Look out, X, Y, and Z, there’s a new letter in town: C! No, we are not learning the alphabet, we are talking about generations. Generation C is a powerful new force in culture and commerce. They are empowered by technology to search out authentic content that they consume across all platforms and all screens, whenever and wherever they want.
Who is Gen C?
Traditionally, generations are defined by the year of birth. However, Generation C is more a group who share similar traits, ideologies or lifestyles and can span multiple age ranges.
For this new group of consumers, the Internet is the way they live their life, and it’s second nature for them to engage with authentic content across all platforms and all screens, whenever and wherever they want.
Why Gen C?
Because they thrive on Connection, Community, Creation, and Curation; they’re engaged and they want their voices to be heard. They’re not a generation in the traditional sense – about 65% of Gen C are under 40, but regardless of how old they are, they’re the sort of experts who shape opinion and lead thought. Simply put, Gen C isn’t about when or where you were born; it’s a way of life.
Technology is seamlessly integrated throughout Gen C life.
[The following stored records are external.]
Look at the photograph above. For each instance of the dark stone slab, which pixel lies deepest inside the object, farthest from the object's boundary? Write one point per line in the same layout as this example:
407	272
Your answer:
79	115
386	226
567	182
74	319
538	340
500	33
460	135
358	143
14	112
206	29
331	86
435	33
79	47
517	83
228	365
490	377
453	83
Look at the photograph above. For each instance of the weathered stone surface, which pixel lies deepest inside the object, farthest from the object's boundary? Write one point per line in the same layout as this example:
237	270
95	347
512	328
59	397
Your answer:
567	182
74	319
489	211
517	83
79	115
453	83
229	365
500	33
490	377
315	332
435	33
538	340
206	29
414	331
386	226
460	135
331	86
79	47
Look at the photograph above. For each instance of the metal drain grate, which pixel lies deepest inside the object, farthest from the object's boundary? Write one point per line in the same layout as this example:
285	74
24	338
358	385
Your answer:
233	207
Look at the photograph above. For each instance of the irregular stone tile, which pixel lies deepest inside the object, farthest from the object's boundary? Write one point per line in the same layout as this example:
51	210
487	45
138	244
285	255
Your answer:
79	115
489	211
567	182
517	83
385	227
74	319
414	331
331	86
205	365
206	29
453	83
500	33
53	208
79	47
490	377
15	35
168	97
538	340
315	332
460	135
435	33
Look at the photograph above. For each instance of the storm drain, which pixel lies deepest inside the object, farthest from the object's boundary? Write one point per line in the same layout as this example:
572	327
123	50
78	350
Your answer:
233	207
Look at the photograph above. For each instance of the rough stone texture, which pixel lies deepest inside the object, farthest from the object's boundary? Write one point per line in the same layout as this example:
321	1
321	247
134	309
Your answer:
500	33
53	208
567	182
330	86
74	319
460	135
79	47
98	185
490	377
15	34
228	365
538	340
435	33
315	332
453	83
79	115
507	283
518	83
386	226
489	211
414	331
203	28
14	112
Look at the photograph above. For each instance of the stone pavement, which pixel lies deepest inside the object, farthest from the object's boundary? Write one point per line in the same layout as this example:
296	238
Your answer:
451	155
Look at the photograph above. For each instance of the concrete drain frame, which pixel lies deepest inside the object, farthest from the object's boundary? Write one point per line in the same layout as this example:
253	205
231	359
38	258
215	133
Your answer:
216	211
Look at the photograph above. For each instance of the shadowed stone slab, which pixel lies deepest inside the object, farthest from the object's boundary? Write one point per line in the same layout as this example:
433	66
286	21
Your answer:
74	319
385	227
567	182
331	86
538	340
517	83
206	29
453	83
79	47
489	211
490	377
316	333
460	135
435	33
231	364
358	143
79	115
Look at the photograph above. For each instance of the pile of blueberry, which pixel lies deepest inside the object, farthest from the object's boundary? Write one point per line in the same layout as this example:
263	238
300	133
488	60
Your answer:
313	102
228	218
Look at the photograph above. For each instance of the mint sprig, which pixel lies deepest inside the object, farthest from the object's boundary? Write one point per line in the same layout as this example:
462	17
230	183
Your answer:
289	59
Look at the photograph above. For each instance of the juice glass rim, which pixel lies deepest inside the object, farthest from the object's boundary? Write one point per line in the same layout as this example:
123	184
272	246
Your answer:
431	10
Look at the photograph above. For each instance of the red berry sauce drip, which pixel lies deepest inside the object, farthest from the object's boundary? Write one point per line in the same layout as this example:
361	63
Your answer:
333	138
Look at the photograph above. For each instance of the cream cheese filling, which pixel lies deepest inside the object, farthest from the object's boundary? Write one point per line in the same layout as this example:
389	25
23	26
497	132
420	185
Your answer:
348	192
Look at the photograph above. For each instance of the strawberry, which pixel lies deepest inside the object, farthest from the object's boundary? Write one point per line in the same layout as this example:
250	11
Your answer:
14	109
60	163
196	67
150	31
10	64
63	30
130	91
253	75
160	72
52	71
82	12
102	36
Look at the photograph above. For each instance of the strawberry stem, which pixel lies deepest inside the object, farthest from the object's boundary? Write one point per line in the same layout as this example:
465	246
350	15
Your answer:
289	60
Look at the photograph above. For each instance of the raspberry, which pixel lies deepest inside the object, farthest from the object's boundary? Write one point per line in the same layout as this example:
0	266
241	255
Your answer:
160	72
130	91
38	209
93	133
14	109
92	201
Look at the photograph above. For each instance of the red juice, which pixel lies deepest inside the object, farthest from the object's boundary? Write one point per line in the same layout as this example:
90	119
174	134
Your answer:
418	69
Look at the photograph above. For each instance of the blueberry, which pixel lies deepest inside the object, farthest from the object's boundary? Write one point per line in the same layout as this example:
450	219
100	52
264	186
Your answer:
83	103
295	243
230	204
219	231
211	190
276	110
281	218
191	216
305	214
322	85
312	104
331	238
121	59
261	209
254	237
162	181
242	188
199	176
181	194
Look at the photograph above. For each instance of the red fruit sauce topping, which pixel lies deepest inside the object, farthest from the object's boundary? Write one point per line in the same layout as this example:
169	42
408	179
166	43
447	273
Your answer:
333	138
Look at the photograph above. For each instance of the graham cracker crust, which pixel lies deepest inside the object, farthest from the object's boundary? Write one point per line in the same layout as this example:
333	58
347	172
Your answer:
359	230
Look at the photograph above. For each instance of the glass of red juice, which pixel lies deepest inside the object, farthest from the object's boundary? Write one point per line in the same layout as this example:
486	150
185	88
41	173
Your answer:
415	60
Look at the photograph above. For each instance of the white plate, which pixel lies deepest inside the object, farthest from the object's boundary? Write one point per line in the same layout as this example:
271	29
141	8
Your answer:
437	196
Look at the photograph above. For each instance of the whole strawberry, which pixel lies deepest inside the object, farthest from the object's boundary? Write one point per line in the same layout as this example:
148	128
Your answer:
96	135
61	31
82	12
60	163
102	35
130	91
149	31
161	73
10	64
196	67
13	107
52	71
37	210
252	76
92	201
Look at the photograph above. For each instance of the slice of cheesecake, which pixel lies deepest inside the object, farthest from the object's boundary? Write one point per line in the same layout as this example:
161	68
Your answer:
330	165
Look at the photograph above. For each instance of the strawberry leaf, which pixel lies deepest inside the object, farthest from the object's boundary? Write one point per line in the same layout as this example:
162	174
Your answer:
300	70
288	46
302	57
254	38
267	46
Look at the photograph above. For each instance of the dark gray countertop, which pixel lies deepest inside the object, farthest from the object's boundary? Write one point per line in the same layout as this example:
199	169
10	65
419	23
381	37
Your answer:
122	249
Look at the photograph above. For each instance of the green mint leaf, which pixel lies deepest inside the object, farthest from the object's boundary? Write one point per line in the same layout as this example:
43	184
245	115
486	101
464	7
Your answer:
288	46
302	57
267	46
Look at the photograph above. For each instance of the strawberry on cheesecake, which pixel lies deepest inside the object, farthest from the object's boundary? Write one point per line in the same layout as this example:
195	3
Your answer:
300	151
They live in the present tense, connecting across all screens, all the time, everywhere.
59% say the Internet is their main source of entertainment and 38% turn to their phone first when they want to be entertained, with 66% spending the same amount of time or more time watching online videos compared to TV. They haven’t abandoned traditional TV viewing altogether, but they have augmented it with shares, likes, comments, and retweets.
Generation C feels an urgent need to engage with the world, satisfying that hunger via community – both real, consisting of select friends and family and virtual including followers, fans, and acquaintances.
They engage in several distinct groups simultaneously, mixing influences from their friends, their passions and the world around them to create a single pool of friendships and associations.
Always on and always interacting, and happy to interact with brands too. The act of creating has become second nature to Gen C, but they’re selective, only adding something when they think it’s relevant and they can have an impact.
Eighty-three percent of Gen C has posted a picture they took but only 42% post pictures every week, while 65% have uploaded a video they created, but only 25% upload videos every week.
Whatever the content, for Gen C creativity is made up of two parts; first, there’s the act of creating something, and second, the act of sharing it, both promoting self-expression.
Gen C give back more than they take. They’re naturally born curators, quenching their thirst for connection by seeking out share-worthy content, including from advertisers, which they can use to provoke a reaction and reinforce emotional connections within their community.
Knowledge is Gen C’s currency…
And inspiration and information are sought from a wide range of sources. Gen C is often time-poor and has become incredibly selective when navigating the media landscape, optimizing consumption for maximum returns.
They turn to trusted advisors to help them navigate the space, using email lists, social media feeds, and content aggregators to map out a media ecosystem that satisfies functional and emotional needs. And when they find something they love, they go deep, becoming a valuable source of information themselves.
YouTube is their voice!
It offers them inspiration through entertainment and education every moment. More than one in three say YouTube is their most important or second most important source of entertainment online, and 46% think of YouTube as an alternative to TV.
Here, Gen C can find content from friends, other creators, and brands, which they assess in the context of that moment. And if the content helps them express their purpose, they will share it!
Are you Gen C ready?
Businesses will have to adopt a new approach as Generation C continues to grow in upcoming years.
Generation C openly welcomes brands into its social circle. About 39% say they think of YouTube as a platform to engage with brands.
Being engaging, authentic and share-worthy is the cost of entry. Advertising and content both put to the same test; they’ll either switch off if it’s not relevant or engage if it is. To appeal to them brands should emphasize the sort of authentic values and passions that can be rallied around, and then provide a rallying point.